The bankruptcy court viewed the exemption statute differently. It concluded that all payments owing under annuities—not just those “presently due and owing”—must be quantified so the court can determine if payments will exceed the $1250 monthly cap laid out in sub-section (1)(b). This view has its roots in cases such as In re Nielsen, Case No. 97–1116, 97.4 IBCR 107 (Bankr.D.Idaho 1997) (Hagan, J.), which held that annuity payments scheduled to become due nine years after the debtor filed bankruptcy should be quantified and—to the extent they exceeded the monthly statutory limit—turned over to the trustee. Debtors have thus been forced to liquidate annuities and turn over a portion of the proceeds to the trustee. See id. (cited with approval in In re Wiley, 469 B.R. 326, 331(Bankr.D.Idaho 2012)).
Under Nielsen and its progeny, when a debtor claims an annuity is exempt under Idaho Code § 41–1836, the first order of business is to quantify the annuity—including all future scheduled payments. See, e.g., Wiley, 469 B.R. at 333. But in this case, as already noted, the debtors had not chosen from various payout options allowed under their annuity contracts. So nobody knows what the future payments will be. The bankruptcy court thus found it could not do its job. As the court put it, “By their inaction, Debtors have rendered the Court unable to decide whether their exemption claim on annuity benefits conforms to the limits in the Idaho statute in any amount.” Aden ER, Dkt. 12, at 69. Accord Wiley, 469 B.R. at 333;see also Sather ER, Dkt. 15, at 64 (summary order denying debtor's exemption and expressly adopting In re Wiley ).
But courts are not obligated (or authorized) to quantify future annuity payments. As explained, Idaho's exemption statute prohibits creditors from executing on future annuity payments. Courts are authorized to quantify only those payments presently due and owing. No annuity payments are “presently due and owing” either Ms. Sather or the Adens. The trustee's objections therefore fail.
There are many legitimate policy reasons for adopting a contrary interpretation of the statute. For example, as suggested by the bankruptcy court in Wiley,
Simply put, if the exemption applies where no election has been made, annuities would quickly become a convenient means of shielding large sums by a debtor in financial straits, whether those monies are needed for the support of the debtor or not, all at the expense of creditors. If the Legislature intended that debtors have access to this sort of bankruptcy planning tool it should say so clearly ....

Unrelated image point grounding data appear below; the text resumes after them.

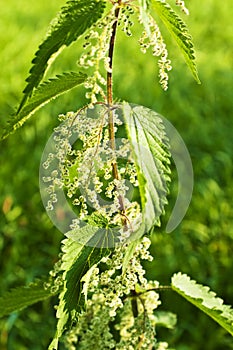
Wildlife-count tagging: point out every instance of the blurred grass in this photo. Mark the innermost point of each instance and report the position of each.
(202, 244)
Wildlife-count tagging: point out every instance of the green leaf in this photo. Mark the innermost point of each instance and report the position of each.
(73, 20)
(144, 8)
(76, 262)
(150, 151)
(165, 319)
(21, 297)
(43, 94)
(204, 299)
(179, 31)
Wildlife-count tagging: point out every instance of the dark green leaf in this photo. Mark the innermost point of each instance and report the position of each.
(43, 94)
(77, 260)
(150, 152)
(204, 299)
(179, 31)
(73, 20)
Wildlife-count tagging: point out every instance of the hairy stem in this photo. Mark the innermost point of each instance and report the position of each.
(110, 102)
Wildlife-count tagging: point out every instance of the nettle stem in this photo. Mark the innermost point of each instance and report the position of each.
(110, 103)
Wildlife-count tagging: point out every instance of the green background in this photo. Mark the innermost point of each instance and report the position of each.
(202, 244)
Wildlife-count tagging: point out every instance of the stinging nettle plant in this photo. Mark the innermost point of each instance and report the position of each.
(111, 161)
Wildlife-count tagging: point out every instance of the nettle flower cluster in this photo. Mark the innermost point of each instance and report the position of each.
(96, 46)
(83, 160)
(120, 309)
(152, 38)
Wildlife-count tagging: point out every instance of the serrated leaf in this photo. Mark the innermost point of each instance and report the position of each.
(73, 20)
(76, 262)
(179, 31)
(150, 151)
(165, 319)
(144, 8)
(204, 299)
(45, 92)
(21, 297)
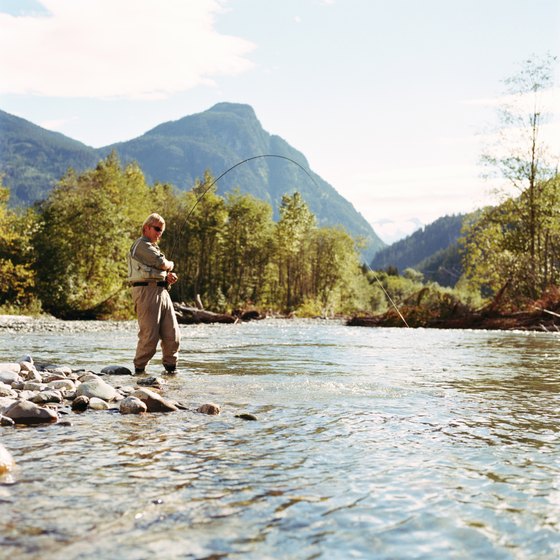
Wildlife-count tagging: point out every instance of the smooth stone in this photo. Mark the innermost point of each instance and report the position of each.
(26, 365)
(97, 388)
(44, 397)
(5, 421)
(34, 386)
(5, 403)
(7, 391)
(80, 403)
(95, 403)
(116, 370)
(26, 394)
(7, 463)
(246, 416)
(132, 405)
(26, 412)
(152, 381)
(87, 376)
(10, 366)
(154, 402)
(10, 377)
(62, 385)
(32, 375)
(209, 408)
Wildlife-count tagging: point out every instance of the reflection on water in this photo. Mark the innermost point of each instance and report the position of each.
(370, 443)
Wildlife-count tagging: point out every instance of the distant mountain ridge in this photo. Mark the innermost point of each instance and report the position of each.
(433, 250)
(33, 160)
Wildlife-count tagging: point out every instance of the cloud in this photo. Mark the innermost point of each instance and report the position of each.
(127, 49)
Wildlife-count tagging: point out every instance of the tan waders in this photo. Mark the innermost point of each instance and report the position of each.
(156, 321)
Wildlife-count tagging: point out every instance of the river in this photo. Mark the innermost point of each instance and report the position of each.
(369, 443)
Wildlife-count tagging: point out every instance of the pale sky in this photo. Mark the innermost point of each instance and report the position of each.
(389, 100)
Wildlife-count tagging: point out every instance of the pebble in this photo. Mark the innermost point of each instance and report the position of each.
(33, 394)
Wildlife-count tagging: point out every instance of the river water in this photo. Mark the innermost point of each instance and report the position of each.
(369, 443)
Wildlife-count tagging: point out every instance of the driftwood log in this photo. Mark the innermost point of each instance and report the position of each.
(193, 315)
(187, 315)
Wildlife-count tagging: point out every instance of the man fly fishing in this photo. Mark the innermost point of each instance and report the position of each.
(149, 275)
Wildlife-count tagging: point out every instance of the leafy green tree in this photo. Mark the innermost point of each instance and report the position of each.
(521, 157)
(198, 244)
(334, 263)
(17, 279)
(246, 248)
(292, 255)
(88, 223)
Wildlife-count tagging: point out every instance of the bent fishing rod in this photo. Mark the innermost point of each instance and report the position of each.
(246, 160)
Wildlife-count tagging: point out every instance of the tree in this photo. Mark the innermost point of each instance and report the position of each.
(17, 279)
(88, 223)
(292, 242)
(520, 156)
(246, 248)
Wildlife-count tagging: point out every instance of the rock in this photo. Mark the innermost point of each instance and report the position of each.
(10, 366)
(87, 376)
(152, 381)
(31, 375)
(97, 388)
(62, 385)
(26, 412)
(96, 403)
(9, 377)
(44, 397)
(209, 408)
(7, 391)
(5, 421)
(153, 401)
(246, 416)
(34, 386)
(7, 463)
(80, 403)
(132, 405)
(116, 370)
(5, 403)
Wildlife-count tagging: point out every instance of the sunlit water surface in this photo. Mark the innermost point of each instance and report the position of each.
(369, 443)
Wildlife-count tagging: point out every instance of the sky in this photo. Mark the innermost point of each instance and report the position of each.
(391, 101)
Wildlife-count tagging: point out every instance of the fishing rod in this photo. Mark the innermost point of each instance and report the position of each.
(388, 296)
(207, 189)
(242, 162)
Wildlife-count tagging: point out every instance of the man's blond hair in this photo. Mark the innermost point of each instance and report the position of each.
(152, 220)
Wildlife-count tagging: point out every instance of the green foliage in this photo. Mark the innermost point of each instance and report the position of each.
(17, 279)
(502, 248)
(176, 153)
(432, 250)
(87, 226)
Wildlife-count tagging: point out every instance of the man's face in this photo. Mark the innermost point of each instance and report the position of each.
(154, 232)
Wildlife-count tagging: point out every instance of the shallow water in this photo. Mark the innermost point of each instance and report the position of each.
(369, 443)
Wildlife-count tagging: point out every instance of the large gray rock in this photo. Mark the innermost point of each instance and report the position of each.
(9, 377)
(132, 405)
(62, 385)
(7, 391)
(97, 388)
(26, 412)
(116, 370)
(6, 462)
(153, 401)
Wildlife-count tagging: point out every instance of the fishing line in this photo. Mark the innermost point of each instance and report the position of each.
(205, 191)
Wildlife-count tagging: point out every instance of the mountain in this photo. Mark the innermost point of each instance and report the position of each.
(33, 159)
(178, 152)
(433, 250)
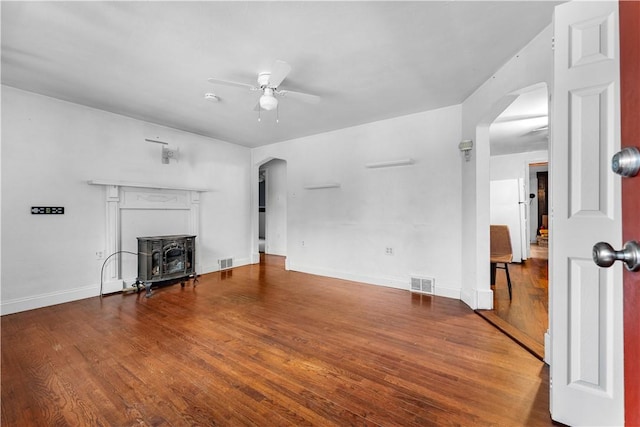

Aden ER, Dkt. 12 at 88. The problem with this observation is that it suggests the exemption should be construed narrowly when, in fact, the opposite is true—the court must liberally construe exemptions in favor of the debtor. See Hummel v. Nowak (In re Tober), 688 F.3d 1160, 1163 (9th Cir.2012). Moreover the potential for abuse is ameliorated by at least two factors: (1) the annuity-exemption statute itself has a fraud exception, seeIdaho Code § 41–1836(1)(a); and (2) the Idaho legislature is, of course, free to modify or eliminate the exemption if presented with evidence of its misuse.
CONCLUSION
The bankruptcy court's decisions in the Sather and Aden cases are REVERSED.